Appeal from a judgment of the Court of Claims (Lebous, J.), entered July 19, 2004, upon a decision of the court following a bifurcated trial in favor of defendant on the issue of liability.
In this negligence action, claimant asserts that injuries he sustained at the Elmira Correctional Facility in Chemung County (hereinafter Elmira) at the hands of another inmate were the result of defendant’s failure to provide adequate protection while he was incarcerated. After a bifurcated trial on the issue of liability, the Court of Claims dismissed the claim. On claimant’s appeal, we affirm.
“Having assumed physical custody of inmates . . . [defendant] owes a duty of care to safeguard inmates, even from attacks by fellow inmates” (Sanchez v State of New York, 99 NY2d 247, 252 [2002] [citations omitted]). This duty, however, is limited to providing reasonable care to protect inmates from risks of harm that defendant knew or should have known were foreseeable (see id. at 253-255; Elnandes v State of New York, 11 AD3d 828, 829 [2004]).
The gravamen of claimant’s argument is that defendant breached its duty to provide reasonable protection by denying his request for protective custody and otherwise failing to address the presence of gangs at Elmira. Claimant requested protective custody in 1998, shortly after he was transferred to Elmira, expressing fear based on problems with members of a particular gang. Specifically, claimant relied on an incident which occurred while claimant was incarcerated at Sing Sing Correctional Facility in Westchester County in 1996 where another inmate purportedly tried to extort funds from him. Claimant was granted temporary protective custody pending an *945investigation, which resulted in the conclusion that the Sing Sing incident arose out of a debt that claimant owed for narcotics. Finding no identifiable basis for claimant’s position that this event placed him at any heightened risk while at Elmira, protective custody was denied. Claimant made no additional requests for protective custody.

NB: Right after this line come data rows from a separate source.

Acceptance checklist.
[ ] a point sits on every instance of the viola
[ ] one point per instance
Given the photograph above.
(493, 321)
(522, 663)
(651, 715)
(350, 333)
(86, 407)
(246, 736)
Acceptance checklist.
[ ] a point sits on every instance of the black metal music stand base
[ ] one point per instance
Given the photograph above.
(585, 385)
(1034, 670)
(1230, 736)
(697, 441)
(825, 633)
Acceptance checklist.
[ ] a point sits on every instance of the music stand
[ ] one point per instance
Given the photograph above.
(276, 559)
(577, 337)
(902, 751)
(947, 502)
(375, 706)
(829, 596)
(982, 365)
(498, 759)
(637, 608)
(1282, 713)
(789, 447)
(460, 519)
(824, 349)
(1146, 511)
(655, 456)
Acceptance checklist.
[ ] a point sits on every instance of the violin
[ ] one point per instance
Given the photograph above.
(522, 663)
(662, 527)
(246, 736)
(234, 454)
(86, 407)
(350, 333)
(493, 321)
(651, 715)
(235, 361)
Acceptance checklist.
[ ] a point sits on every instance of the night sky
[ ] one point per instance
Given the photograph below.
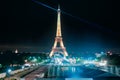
(86, 25)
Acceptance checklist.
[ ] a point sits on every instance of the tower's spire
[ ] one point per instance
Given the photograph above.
(58, 33)
(58, 39)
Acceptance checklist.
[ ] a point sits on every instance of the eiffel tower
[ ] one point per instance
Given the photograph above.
(58, 44)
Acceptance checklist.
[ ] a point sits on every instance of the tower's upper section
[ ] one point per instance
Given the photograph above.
(58, 33)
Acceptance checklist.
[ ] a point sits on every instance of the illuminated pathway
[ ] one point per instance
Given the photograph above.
(54, 72)
(39, 73)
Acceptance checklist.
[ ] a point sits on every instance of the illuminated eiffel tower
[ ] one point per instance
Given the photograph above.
(58, 44)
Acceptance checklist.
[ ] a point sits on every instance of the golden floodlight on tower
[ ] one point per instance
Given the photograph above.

Over a year later while still incarcerated at Elmira, claimant was assaulted—his face cut—by another inmate who was never identified. Testimony was introduced that gangs had a presence at Elmira and that cutting someone in the manner which claimant was cut was an initiation ritual used by the particular gang from which claimant had sought protection. On the other hand, it was also established that assaults like the one perpetrated on claimant occur for a variety of other, nongangrelated, reasons. No direct evidence linked the unknown assailant to any gang. Further, claimant failed to establish any basis— beyond his unsupported claim that the 1996 Sing Sing incident was gang-related—for his contention that he was at special risk for an attack by a member of a gang. Affording due deference to the credibility determinations made by the Court of Claims (see Butler v New York State Olympic Regional Dev. Auth., 307 AD2d 694, 695 [2003]), we agree with the court that this evidence is insufficient to sustain claimant’s contention that the assault was the foreseeable result of any breach of duty on defendant’s part (see Elnandes v State of New York, supra at 829; Silvera v State of New York, 306 AD2d 269, 269 [2003]).
Crew III, J.P., Peters and Mugglin, JJ., concur. Ordered that the judgment is affirmed, without costs.